Myokardia’s success in a phase II hypertrophic cardiomyopathy trial is likely spurring investor speculation that the group could be a target for its partner and investor Sanofi. With Myokardia valued at just under $1bn this would be a pretty big bet on a project in heart failure/cardiomyopathy, where phase II success by no means predicts a positive pivotal outcome – witness the trouble companies like Cardiorentis, Celyad and Mesoblast have had converting promising mid-stage data into something the regulators will consider. MYK-461 (mavacamten) was able to show a statistically significant 112-point reduction in post-exercise left ventricular outflow tract gradient over baseline measurements in 10 obstructive hypertrophic cardiomyopathy patients who were treated over 12 weeks in the Pioneer-HCM trial. An 11th patient with a history of paroxysmal atrial fibrillation (AF) dropped out after a recurrence – this patient had stopped taking AF medications to participate in the trial. Myokardia shares rose 81% in early trading today. Sanofi was an early investor in the group, having put $10m into its equity under a 2014 collaboration and participation in a 2015 series B round before the company went public. On the side of Myokardia is that the condition it seeks to treat is much smaller than acute or chronic heart failure, and has a genetic component, perhaps making success more likely.

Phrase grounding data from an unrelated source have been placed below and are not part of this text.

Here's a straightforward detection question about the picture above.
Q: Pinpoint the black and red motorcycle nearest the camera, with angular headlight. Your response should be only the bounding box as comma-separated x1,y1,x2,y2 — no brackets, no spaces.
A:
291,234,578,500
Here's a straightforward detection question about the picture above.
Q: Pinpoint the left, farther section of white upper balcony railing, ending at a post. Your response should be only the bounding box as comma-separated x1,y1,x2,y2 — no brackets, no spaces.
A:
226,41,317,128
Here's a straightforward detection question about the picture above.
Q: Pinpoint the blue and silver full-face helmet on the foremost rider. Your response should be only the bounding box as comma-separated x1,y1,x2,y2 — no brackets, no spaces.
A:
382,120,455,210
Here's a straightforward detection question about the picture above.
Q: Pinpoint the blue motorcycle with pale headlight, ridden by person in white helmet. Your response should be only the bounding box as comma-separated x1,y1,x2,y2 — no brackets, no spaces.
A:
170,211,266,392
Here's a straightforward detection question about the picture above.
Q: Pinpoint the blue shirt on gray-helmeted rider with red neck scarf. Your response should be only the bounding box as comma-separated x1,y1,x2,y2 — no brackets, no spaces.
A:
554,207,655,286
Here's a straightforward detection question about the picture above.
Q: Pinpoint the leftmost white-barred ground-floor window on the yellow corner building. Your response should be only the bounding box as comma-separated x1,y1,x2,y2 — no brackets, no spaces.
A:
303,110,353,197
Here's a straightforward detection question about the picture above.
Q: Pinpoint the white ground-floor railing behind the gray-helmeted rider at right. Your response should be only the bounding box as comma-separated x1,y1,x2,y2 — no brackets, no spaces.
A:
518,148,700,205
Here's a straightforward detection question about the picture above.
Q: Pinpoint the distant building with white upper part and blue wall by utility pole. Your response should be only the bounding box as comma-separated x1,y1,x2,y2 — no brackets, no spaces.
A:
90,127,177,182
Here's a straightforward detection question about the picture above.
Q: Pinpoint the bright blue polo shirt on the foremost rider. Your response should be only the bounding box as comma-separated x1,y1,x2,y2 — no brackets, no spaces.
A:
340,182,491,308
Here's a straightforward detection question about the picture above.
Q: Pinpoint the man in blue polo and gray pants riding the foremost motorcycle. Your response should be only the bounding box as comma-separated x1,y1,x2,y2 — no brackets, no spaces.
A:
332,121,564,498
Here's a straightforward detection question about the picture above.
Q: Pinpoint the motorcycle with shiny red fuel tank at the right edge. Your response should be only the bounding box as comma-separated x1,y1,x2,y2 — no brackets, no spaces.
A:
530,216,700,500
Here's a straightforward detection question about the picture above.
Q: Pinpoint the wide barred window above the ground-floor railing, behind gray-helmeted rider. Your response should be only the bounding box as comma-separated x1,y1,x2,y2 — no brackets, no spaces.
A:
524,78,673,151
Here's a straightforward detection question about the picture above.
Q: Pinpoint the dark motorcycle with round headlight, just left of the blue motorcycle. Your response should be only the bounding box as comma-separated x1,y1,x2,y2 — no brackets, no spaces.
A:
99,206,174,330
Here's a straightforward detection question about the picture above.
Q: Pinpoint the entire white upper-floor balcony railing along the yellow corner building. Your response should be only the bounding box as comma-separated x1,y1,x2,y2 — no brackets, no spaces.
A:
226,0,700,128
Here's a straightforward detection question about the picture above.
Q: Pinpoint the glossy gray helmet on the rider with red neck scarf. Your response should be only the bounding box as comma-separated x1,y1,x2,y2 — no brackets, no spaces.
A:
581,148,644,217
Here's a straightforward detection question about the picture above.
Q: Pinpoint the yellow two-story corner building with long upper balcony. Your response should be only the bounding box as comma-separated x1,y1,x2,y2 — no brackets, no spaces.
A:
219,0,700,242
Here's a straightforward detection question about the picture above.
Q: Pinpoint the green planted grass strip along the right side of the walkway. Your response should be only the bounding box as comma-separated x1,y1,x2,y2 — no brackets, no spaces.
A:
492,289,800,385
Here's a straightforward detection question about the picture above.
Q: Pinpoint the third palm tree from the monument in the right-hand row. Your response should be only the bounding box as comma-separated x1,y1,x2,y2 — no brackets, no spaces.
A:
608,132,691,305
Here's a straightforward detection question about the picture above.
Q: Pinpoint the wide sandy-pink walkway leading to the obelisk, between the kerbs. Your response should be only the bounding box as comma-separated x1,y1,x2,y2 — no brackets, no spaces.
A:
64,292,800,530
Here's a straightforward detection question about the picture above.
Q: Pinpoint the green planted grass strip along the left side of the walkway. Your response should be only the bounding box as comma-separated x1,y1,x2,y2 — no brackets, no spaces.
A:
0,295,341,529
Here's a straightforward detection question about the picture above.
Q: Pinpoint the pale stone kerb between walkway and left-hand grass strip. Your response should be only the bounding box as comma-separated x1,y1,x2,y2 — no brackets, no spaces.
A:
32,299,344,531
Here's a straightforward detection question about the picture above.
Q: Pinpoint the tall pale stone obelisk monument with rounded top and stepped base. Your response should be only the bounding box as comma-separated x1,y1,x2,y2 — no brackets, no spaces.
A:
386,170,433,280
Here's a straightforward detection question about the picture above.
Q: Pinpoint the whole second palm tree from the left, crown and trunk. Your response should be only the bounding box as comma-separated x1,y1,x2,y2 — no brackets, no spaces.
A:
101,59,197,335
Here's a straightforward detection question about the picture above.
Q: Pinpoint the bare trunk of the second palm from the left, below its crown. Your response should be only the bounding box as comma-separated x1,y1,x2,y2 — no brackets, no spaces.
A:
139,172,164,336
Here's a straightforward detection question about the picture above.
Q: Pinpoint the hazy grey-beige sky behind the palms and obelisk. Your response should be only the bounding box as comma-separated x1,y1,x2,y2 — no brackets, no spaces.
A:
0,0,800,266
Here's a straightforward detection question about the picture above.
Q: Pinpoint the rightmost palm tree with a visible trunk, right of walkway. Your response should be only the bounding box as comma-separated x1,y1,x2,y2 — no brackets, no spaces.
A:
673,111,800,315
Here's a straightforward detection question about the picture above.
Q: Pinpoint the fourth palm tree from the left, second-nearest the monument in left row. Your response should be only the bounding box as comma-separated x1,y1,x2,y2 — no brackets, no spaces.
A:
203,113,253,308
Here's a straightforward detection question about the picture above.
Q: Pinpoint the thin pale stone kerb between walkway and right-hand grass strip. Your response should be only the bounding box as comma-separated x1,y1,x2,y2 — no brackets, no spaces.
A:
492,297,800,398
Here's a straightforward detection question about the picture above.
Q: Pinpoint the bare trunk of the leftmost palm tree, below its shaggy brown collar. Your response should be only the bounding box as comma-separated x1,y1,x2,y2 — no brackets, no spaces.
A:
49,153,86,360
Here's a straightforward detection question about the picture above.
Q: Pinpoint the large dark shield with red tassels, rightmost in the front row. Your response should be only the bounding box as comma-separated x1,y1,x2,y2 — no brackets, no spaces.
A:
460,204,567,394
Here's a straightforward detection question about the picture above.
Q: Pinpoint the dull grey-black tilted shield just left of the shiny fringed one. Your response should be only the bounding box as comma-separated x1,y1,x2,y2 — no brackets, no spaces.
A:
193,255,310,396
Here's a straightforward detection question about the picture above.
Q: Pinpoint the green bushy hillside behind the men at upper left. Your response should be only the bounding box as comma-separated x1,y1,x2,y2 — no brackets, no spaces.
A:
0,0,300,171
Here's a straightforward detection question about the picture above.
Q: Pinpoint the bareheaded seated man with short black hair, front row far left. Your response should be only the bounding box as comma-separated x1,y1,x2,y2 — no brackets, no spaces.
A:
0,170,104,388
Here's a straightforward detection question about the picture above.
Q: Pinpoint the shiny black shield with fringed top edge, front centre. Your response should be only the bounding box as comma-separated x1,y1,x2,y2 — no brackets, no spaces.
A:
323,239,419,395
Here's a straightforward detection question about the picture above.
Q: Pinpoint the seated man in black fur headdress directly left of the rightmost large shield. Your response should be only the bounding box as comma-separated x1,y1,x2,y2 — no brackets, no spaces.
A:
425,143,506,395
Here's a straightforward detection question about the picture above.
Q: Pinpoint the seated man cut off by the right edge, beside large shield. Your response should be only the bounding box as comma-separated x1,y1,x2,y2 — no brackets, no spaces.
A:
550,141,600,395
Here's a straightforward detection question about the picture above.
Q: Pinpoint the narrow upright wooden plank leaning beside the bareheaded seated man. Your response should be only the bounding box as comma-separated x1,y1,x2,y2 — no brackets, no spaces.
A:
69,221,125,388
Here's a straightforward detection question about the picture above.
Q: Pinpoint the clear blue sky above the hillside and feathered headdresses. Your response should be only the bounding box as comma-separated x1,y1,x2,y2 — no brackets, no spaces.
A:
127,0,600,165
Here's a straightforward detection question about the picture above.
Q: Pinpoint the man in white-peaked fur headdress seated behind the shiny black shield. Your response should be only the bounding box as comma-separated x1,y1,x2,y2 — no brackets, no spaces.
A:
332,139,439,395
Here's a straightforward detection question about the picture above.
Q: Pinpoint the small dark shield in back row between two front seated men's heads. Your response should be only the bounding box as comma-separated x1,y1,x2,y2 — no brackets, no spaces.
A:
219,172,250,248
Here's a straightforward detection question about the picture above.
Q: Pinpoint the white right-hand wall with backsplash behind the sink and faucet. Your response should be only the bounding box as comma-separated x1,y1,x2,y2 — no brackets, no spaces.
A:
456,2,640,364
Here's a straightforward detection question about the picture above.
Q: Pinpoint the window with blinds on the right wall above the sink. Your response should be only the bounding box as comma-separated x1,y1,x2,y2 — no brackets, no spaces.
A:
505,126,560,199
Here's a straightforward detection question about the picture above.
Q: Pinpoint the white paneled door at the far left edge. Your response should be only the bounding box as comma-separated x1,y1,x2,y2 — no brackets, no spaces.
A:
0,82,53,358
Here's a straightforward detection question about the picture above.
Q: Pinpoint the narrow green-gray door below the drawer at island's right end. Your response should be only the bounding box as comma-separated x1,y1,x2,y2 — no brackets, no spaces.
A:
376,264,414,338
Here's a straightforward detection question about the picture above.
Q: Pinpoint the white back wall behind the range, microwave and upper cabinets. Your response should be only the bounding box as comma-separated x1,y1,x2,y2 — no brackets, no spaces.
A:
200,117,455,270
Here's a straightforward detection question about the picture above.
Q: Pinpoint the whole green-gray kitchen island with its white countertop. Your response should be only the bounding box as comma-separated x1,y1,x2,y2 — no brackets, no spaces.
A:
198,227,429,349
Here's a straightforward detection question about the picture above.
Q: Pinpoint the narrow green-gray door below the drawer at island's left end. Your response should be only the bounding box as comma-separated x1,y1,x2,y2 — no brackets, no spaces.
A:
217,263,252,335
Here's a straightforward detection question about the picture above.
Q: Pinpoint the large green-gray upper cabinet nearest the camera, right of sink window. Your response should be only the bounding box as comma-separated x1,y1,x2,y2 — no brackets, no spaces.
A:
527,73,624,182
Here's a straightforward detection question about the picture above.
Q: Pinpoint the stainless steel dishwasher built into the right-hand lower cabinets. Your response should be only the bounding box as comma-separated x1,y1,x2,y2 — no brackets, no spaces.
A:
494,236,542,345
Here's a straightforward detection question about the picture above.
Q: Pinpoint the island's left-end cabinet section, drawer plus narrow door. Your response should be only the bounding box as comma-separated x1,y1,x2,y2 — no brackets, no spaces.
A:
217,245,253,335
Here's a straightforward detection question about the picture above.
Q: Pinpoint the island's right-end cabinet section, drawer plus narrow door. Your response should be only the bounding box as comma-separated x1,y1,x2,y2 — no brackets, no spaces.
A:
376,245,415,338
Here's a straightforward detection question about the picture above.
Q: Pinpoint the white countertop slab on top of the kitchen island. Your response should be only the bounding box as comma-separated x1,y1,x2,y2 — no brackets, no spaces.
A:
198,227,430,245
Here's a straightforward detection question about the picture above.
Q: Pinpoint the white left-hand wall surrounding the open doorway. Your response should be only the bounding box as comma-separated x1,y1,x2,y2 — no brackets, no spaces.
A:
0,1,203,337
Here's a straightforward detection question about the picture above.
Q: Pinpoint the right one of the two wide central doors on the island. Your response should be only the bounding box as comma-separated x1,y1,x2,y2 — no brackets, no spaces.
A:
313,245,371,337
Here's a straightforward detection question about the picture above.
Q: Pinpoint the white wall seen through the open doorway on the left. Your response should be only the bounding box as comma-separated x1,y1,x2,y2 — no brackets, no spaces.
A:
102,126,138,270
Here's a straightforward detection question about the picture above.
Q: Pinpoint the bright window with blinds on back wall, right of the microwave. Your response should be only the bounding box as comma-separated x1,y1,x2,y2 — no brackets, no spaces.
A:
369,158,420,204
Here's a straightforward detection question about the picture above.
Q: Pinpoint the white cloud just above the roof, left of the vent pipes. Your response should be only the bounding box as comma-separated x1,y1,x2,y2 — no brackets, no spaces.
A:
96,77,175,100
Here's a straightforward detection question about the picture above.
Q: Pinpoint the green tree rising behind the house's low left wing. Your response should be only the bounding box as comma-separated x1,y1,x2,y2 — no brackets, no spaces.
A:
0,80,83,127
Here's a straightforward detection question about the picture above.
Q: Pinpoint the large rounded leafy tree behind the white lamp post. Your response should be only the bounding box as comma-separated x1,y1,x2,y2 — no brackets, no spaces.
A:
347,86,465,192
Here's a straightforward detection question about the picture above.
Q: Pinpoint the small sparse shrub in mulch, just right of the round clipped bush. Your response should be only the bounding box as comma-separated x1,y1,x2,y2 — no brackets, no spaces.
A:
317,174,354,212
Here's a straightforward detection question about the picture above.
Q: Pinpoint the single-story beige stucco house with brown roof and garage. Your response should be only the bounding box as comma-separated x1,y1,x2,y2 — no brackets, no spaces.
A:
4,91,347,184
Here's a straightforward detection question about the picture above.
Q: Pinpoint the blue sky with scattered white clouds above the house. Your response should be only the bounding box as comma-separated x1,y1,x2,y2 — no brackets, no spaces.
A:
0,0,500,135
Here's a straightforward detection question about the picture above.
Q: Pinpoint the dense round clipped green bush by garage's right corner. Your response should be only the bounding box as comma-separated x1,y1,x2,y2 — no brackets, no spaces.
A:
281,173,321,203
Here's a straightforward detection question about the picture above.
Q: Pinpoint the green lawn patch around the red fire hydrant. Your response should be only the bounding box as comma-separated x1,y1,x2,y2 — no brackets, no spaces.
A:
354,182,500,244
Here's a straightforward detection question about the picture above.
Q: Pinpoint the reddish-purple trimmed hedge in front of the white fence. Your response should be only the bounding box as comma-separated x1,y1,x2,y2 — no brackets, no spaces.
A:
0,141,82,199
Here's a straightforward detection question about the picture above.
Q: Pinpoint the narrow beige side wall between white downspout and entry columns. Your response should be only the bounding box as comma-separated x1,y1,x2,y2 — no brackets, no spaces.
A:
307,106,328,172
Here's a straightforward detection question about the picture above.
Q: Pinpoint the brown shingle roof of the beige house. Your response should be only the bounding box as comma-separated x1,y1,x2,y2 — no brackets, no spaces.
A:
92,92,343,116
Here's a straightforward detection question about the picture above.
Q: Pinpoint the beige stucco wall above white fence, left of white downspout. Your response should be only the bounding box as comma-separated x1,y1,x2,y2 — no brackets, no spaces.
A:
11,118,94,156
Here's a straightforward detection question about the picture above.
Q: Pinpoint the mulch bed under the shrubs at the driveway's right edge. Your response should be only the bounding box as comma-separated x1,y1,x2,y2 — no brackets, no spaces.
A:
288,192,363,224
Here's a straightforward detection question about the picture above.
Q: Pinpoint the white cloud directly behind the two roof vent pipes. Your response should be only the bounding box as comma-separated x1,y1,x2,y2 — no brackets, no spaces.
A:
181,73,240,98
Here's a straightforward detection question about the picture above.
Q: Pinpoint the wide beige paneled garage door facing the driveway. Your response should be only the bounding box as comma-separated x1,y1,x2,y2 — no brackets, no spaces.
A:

Even cough and cold offers no balm for Vernalis

August 7, 2017

Investors in the UK’s Vernalis have been through the wars, and today came more pain. Even the company’s move into the safe and unexciting market of long-acting cough and cold medications has run into trouble, with a US complete response letter for the antitussive CCP-08. This follows last year’s identical setback for the related asset CCP-007. Vernalis embarked on the cough/cold strategy through a licensing deal with Tris Pharma in 2012, but so far US approval of Tuzistra XR, for cough and upper respiratory allergy symptoms, has been its only success. Vernalis’s long history has seen several incarnations, most notably as developer of the antimigraine drug frovatriptan, and the takeovers of companies including British Biotech – the UK sector’s former star and most notorious blow-up. It is not clear where the setback leaves Vernalis, though for now CCP-007 and 008 remain a focus, albeit with a delay; perhaps some of British Biotech’s oncology assets could find new life, though the baggage they would come with would be an obstacle. The US complete response letters likely relate to manufacturing problems at Tris, and Stifel analysts no longer see CCP-08 hitting the market in time for the 2017/18 cough/cold season.